# Im Back



## shaggy2dope (Jan 24, 2004)

WHAT IF I WANTED TO FISH WITH SOMETHIN RATHER THAN DEAD SHRIMP.I GOT A CAST NET HOW AND WHERE WOULD I CATCH BAIT? WHAT IS UP WITH THE BACK RIVER FISHING PIER. IF YALL WANT SOME FRESH WATER TIPS. ASK ME. AND IF YOU KNOW WILL SMITH FROM THE PIER POST UP


----------



## FL FISHERMAN (Sep 30, 2002)

Let me be the first to say: bon voyage! Your name totally gave it away. I thought you said you were in college?? Not very smart there Crabby


----------



## Fatback (Aug 6, 2003)




----------



## emanuel (Apr 2, 2002)

It's different IP address so I can't tell you for sure.

However, learning to spell and not use all caps would be one of the requirements for grade school graduation, wouldn't it?


----------



## FL FISHERMAN (Sep 30, 2002)

I am sure you know the whole story on crabby. This just looks too obvious to me, with only a few things so he looks a little different. I pm'd flea, he'll figure it out for sure. If I am wrong I apologize now but will put a few guinness on it that I am not!


----------



## Topsailbum (Apr 10, 2003)

looks like a crabby, sounds like a crabby, acts like a crabby. therefore it must be crabby!

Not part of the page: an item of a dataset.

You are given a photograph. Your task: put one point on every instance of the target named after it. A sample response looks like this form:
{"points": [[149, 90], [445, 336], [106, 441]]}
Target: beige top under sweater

oh sandflea................!


----------



## shaggy2dope (Jan 24, 2004)

*Im not crabby*

im not crabby! im new to p&s. im from augusta. i dont know crabby. im sorry i left of a g on something. thanks fatback. im a freshwater fisherman turning salt. and how do you know how i act?


----------



## Fatback (Aug 6, 2003)

Ok then.......please tell me why you began your post "I'm back".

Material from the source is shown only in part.